What’s a carapace?

Word count: 293 words

Reading time: Just over 1 minute

If you build your vocabulary, you’ll not only benefit your reading, you’ll also become more precise in your writing. Here is my word of the week, carapace.

When I started reading the novel The Monsters of Templeton by Lauren Groff last month, I was enthralled by the book. It was interesting, original and had some bits of very fine writing.

My enthusiasm had cooled a little by the time I finished it, though. For me, the engaging story was slightly marred by an ending that was far too “neat and tidy” — almost like a present with a bow wrapped around it. (I prefer books that leave me wondering, intrigued or surprised.) That said, I notice that the novel has already given me a sentence of the week and, now, two words of the week. Here is the second:

When I was small and easily wounded, books were my carapace

I knew, vaguely, that the word meant a shell (or exoskeleton) covering the body of an animal and that, by extension, it implied a safe, protected place.

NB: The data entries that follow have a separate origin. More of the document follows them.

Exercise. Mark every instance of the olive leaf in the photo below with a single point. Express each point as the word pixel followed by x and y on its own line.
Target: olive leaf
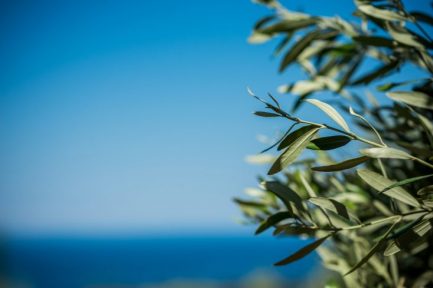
pixel 379 183
pixel 376 247
pixel 413 98
pixel 331 205
pixel 272 220
pixel 302 252
pixel 347 164
pixel 328 143
pixel 385 152
pixel 293 151
pixel 331 112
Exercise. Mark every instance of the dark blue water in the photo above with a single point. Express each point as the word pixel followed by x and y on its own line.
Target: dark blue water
pixel 79 262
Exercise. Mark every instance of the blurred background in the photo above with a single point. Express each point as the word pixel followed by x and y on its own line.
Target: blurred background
pixel 124 126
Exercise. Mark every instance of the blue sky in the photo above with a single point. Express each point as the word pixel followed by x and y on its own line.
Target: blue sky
pixel 131 116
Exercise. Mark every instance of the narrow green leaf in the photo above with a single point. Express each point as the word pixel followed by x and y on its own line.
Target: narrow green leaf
pixel 376 74
pixel 423 17
pixel 382 14
pixel 272 220
pixel 295 135
pixel 303 252
pixel 266 114
pixel 406 181
pixel 425 190
pixel 379 244
pixel 293 151
pixel 328 143
pixel 379 183
pixel 385 152
pixel 347 164
pixel 413 98
pixel 331 205
pixel 331 112
pixel 287 25
pixel 286 194
pixel 374 41
pixel 249 203
pixel 408 235
pixel 403 36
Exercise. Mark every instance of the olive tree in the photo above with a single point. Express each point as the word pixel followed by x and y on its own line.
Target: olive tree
pixel 369 216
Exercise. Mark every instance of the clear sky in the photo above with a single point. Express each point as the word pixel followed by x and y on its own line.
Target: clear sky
pixel 131 116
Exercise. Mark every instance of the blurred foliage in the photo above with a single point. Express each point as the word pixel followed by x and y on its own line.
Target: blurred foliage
pixel 369 217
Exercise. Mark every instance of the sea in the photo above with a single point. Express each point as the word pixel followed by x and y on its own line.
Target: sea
pixel 153 261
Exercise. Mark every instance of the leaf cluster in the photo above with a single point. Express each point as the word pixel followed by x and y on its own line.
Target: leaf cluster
pixel 370 214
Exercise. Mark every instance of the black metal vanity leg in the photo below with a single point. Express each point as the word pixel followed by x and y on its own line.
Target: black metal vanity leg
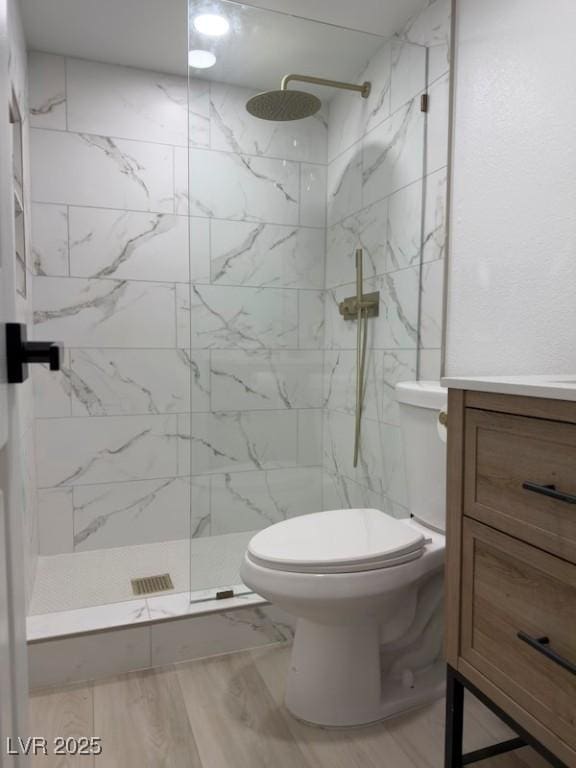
pixel 454 721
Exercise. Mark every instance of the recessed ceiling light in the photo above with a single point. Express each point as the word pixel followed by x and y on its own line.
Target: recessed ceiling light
pixel 201 59
pixel 211 24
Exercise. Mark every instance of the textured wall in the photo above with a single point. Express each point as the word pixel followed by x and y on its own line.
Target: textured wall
pixel 512 271
pixel 191 374
pixel 386 194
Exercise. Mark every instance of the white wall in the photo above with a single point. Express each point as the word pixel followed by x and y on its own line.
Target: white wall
pixel 512 273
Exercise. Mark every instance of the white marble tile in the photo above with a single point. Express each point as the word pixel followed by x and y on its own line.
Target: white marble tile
pixel 237 441
pixel 430 361
pixel 256 254
pixel 52 389
pixel 181 182
pixel 55 521
pixel 397 365
pixel 344 185
pixel 431 304
pixel 201 602
pixel 49 239
pixel 431 25
pixel 129 103
pixel 437 133
pixel 198 113
pixel 339 492
pixel 100 313
pixel 435 216
pixel 384 369
pixel 397 325
pixel 122 514
pixel 82 620
pixel 367 230
pixel 80 451
pixel 198 243
pixel 310 437
pixel 266 379
pixel 47 90
pixel 129 245
pixel 110 382
pixel 227 317
pixel 311 319
pixel 60 662
pixel 81 169
pixel 350 115
pixel 408 73
pixel 381 461
pixel 241 187
pixel 313 180
pixel 404 235
pixel 233 129
pixel 215 634
pixel 392 154
pixel 249 501
pixel 438 61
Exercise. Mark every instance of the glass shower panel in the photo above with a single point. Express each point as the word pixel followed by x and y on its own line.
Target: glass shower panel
pixel 276 210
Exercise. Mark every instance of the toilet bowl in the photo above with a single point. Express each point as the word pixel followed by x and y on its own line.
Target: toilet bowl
pixel 366 590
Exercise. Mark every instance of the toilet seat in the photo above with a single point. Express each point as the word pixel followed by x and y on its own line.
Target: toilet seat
pixel 337 541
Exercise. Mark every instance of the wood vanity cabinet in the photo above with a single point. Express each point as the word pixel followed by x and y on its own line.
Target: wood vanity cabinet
pixel 511 558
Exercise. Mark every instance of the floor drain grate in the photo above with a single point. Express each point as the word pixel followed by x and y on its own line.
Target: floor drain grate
pixel 149 584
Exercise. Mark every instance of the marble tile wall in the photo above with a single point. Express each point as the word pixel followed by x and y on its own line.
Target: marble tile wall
pixel 22 480
pixel 181 262
pixel 386 193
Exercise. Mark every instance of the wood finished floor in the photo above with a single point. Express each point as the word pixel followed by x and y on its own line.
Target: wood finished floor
pixel 227 712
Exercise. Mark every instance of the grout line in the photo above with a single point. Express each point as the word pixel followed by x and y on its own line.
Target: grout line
pixel 190 149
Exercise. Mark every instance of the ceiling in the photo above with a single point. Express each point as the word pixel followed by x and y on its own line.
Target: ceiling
pixel 262 45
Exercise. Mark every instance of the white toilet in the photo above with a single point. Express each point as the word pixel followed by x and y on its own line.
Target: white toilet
pixel 366 588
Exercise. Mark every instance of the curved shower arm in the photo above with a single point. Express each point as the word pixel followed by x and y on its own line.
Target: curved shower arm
pixel 363 89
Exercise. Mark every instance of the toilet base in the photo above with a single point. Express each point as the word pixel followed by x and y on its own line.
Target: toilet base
pixel 335 678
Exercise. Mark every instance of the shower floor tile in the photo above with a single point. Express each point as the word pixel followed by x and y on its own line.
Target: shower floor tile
pixel 102 576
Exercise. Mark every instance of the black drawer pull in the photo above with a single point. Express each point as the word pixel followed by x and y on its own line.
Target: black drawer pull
pixel 542 645
pixel 550 491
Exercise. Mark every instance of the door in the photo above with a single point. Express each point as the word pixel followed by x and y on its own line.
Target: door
pixel 13 661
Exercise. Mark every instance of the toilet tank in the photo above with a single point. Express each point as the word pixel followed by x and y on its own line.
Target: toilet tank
pixel 420 404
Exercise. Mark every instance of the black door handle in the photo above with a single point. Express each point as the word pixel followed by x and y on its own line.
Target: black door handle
pixel 542 645
pixel 551 491
pixel 20 352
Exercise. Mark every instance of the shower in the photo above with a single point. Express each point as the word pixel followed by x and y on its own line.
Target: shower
pixel 284 105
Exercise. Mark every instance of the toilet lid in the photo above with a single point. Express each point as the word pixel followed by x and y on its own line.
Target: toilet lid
pixel 338 541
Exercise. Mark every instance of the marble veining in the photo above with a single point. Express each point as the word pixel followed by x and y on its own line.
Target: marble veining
pixel 99 313
pixel 229 317
pixel 127 244
pixel 267 255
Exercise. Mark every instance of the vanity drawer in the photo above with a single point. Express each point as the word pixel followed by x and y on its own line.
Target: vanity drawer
pixel 508 462
pixel 513 596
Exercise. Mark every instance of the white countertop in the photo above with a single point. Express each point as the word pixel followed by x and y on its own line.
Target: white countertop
pixel 553 386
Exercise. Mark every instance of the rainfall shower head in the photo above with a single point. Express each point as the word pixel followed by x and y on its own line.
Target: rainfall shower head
pixel 295 105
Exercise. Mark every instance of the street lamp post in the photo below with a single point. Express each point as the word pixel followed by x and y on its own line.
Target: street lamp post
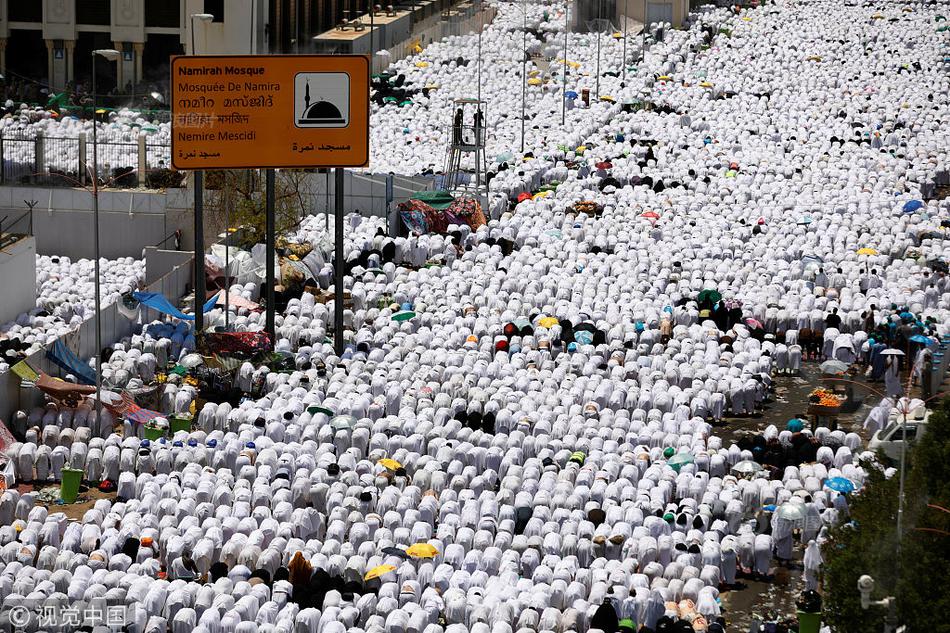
pixel 524 70
pixel 111 55
pixel 625 41
pixel 481 27
pixel 201 17
pixel 567 29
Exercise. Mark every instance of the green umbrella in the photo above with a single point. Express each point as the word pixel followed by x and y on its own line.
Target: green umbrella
pixel 709 294
pixel 679 460
pixel 343 422
pixel 57 100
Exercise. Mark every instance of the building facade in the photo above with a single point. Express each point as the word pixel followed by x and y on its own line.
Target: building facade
pixel 50 42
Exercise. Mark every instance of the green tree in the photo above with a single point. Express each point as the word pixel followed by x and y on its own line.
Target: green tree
pixel 235 198
pixel 920 575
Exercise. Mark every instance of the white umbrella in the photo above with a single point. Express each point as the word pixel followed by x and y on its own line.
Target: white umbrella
pixel 791 511
pixel 747 467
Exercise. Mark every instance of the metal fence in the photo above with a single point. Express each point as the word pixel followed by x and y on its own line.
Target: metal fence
pixel 68 162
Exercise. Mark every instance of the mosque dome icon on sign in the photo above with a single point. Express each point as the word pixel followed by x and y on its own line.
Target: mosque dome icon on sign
pixel 319 112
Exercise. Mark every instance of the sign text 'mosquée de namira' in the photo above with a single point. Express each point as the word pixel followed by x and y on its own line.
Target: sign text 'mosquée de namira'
pixel 231 112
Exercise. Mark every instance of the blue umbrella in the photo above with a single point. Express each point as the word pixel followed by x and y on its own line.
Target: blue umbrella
pixel 795 425
pixel 840 484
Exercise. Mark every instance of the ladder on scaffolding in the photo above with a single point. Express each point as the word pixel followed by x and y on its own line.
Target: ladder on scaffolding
pixel 466 166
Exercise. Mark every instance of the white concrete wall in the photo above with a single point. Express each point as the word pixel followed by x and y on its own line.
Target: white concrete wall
pixel 82 341
pixel 18 279
pixel 128 220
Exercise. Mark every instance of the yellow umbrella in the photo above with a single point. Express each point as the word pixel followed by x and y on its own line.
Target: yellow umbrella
pixel 422 550
pixel 378 571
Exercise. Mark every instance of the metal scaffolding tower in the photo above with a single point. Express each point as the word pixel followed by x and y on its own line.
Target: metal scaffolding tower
pixel 466 166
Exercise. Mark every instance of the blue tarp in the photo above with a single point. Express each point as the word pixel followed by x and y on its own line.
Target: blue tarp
pixel 158 301
pixel 63 357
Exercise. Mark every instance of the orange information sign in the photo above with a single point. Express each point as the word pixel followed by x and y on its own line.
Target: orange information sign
pixel 265 111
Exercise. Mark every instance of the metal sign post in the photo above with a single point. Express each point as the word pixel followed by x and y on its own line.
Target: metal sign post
pixel 338 266
pixel 200 292
pixel 267 112
pixel 270 248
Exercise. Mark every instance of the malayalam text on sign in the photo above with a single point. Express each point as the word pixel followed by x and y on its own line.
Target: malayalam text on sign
pixel 251 111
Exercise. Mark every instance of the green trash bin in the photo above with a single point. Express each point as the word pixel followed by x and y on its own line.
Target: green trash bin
pixel 176 424
pixel 153 433
pixel 809 622
pixel 69 488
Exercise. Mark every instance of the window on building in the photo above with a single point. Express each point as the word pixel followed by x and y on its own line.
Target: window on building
pixel 162 13
pixel 215 8
pixel 98 12
pixel 25 12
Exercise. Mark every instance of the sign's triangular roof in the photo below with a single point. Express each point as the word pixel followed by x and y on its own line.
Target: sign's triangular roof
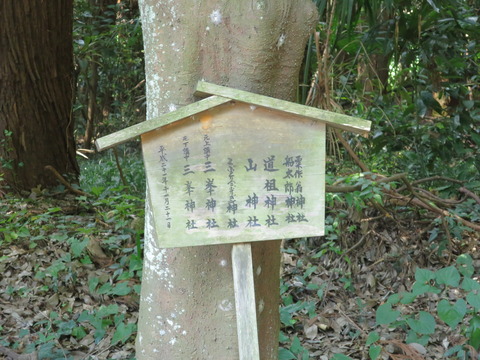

My husband has a degree in zoology so I feel obliged to share that animals with carapaces include invertebrates (spineless creatures) such as crustaceans (shellfish)  and arachnids (spiders), and vertebrates such as turtles and tortoises.

Etymologically, origins of the word date back to the 18th century, from the French carapace “tortoise shell” which in turn came from the Porgtuguese carapaça,. Earlier origins are uncertain but the word may have come from the Latin, capa, meaning cape.

Me? I mainly love the elegant and melodious sound of the word. I also appreciate the way this sentence presents reading as something strong and invincible.